During a recent tour of towns in Anbar, the challenges were evident: police officers complained of being outgunned by insurgents and often going unpaid.
Gen. John Abizaid, the U.S. commander of U.S. forces in the Middle East, acknowledged during congressional testimony Wednesday that paying police officers in the province has been a problem. Anbar is a mostly Sunni province. The central government is dominated by Shiites. Abizaid also acknowledged Anbar was not under control. “I believe that you can't have a main effort everywhere and that the preponderance of the military activity needs to go into the Baghdad area,” Abizaid said.
Insurgents wage an aggressive fight in Anbar. About 40% of the U.S. deaths this year in Iraq occurred in this region, which stretches from Baghdad to the border of Syria. The Pentagon announced Wednesday that insurgents had killed three Marines and one soldier in Anbar on Tuesday.
Insurgents work hard to scare locals from joining the police or helping the local government. In Rawah, a small town on a bend of the Euphrates River, insurgents killed a police officer in June and rolled his head through a marketplace, said Eloy Saenz, 55, a U.S. civilian adviser to the Rawah police. At the time, there were 28 police officers in the town. Now there are seven.
The force could use about 150 cops, says Saenz, a retired police sergeant from Houston who is stationed with Marines in Rawah. “People are afraid to be police here,” he says. “They fear they'll be killed.”
U.S. forces have put more troops in strategically important towns. In Qaim, about a mile from the Syrian border, a police force has been established and a municipal government is in place. U.S. forces have loosened the grip of insurgents and reduced violence in the town.
Marine Lt. Col. Scott Shuster says driving down Market Street, the town's main thoroughfare, used to be “a firefight the whole way.”
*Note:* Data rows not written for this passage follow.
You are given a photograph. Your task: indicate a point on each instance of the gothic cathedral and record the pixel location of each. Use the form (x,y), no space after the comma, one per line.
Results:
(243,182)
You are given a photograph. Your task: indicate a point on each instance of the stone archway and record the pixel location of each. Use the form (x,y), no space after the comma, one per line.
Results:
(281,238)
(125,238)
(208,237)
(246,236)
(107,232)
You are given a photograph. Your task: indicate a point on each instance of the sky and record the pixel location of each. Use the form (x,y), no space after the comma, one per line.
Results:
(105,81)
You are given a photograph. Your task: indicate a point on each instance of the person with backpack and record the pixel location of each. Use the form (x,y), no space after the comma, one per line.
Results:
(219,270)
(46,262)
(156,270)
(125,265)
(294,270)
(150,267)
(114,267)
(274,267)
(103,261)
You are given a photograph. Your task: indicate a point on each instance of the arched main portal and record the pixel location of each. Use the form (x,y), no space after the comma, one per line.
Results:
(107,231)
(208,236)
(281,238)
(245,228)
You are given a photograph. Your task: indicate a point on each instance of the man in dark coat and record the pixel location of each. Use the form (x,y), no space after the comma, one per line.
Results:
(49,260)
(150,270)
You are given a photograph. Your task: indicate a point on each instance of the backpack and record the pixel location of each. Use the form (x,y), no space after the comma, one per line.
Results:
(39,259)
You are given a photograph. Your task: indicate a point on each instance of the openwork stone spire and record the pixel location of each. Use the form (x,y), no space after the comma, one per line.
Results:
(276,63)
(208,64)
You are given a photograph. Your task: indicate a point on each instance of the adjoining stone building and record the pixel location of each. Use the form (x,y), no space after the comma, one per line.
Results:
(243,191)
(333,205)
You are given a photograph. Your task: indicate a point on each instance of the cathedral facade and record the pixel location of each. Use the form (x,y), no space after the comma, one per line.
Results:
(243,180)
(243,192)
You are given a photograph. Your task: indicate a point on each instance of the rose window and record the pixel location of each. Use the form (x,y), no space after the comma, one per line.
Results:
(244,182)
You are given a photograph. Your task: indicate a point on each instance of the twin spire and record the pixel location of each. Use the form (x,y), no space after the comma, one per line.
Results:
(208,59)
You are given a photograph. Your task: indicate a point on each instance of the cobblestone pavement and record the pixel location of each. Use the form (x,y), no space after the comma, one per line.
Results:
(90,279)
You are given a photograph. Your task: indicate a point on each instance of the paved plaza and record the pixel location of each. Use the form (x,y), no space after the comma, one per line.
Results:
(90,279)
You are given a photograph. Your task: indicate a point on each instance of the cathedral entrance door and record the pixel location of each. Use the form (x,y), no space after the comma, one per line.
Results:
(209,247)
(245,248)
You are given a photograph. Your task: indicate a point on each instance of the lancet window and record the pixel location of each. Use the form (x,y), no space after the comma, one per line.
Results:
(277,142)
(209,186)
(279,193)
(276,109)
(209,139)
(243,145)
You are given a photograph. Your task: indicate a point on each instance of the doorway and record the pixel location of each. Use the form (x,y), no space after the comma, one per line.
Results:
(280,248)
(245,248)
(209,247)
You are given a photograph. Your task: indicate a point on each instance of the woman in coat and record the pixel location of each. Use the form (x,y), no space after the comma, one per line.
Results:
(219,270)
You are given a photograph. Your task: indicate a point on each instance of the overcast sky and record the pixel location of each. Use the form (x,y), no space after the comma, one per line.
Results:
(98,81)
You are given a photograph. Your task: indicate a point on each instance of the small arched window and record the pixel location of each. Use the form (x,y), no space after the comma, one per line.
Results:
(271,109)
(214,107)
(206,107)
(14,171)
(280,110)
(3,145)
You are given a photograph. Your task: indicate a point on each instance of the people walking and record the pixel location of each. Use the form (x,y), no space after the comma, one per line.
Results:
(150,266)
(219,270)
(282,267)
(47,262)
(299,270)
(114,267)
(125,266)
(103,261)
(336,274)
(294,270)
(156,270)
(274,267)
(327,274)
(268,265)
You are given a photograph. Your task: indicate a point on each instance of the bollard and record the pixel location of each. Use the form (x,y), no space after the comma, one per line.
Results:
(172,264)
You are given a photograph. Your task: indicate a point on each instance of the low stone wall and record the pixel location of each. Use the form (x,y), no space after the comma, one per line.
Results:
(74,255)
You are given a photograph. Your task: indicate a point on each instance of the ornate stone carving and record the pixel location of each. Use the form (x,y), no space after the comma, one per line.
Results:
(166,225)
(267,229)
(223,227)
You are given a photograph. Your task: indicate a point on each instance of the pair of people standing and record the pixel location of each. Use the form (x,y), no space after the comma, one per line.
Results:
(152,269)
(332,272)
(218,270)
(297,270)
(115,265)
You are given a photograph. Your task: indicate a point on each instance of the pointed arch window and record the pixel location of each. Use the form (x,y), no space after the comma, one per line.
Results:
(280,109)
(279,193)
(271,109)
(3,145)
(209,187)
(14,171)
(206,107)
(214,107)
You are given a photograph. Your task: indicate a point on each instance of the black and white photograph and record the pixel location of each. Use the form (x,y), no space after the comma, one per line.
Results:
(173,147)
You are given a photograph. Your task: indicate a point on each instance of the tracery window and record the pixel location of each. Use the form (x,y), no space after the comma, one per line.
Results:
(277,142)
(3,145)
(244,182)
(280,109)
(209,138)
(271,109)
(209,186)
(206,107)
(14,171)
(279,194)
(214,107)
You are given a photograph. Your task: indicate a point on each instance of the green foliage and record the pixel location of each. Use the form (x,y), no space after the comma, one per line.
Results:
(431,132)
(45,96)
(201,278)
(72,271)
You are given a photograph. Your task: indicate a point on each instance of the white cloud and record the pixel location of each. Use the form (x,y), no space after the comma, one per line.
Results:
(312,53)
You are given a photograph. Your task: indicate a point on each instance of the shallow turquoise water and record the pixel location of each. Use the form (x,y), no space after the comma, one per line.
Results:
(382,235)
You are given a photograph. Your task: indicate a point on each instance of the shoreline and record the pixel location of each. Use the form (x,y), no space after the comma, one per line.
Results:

Now, local vendors line the sidewalks. On one side, red-and-green wheelbarrows and generators are set out in front of a hardware store. On the other side, women sell radishes and bags of onions.
Still, outsiders are viewed warily. Pedestrians glare at a convoy of American Humvees. No one smiles or waves at the passing vehicles.
In his crowded office, Qaim Mayor Fahran Fahran complains that he receives no support from the national government. He needs fuel, equipment and salaries for his police force. The economy also needs a boost, he says.
On a recent visit, Neller says he'll provide equipment and is working on the pay issues with the government in Baghdad. He says Qaim needs about 2,000 police officers and has about 1,400. He promises to help recruit more.
Marines elsewhere in the province also point to progress. Patrolling a six-lane highway near Fallujah whose lanes are blackened from roadside bomb blasts, Cpl. Scott Peterson says he sees Iraqi soldiers assuming more responsibility and becoming more capable.
“From our perspective, it is getting better,” Peterson, 22, of Mobile, Ala., says over the clatter of an armored amphibious assault vehicle as it rumbles down the highway. “They're taking over.”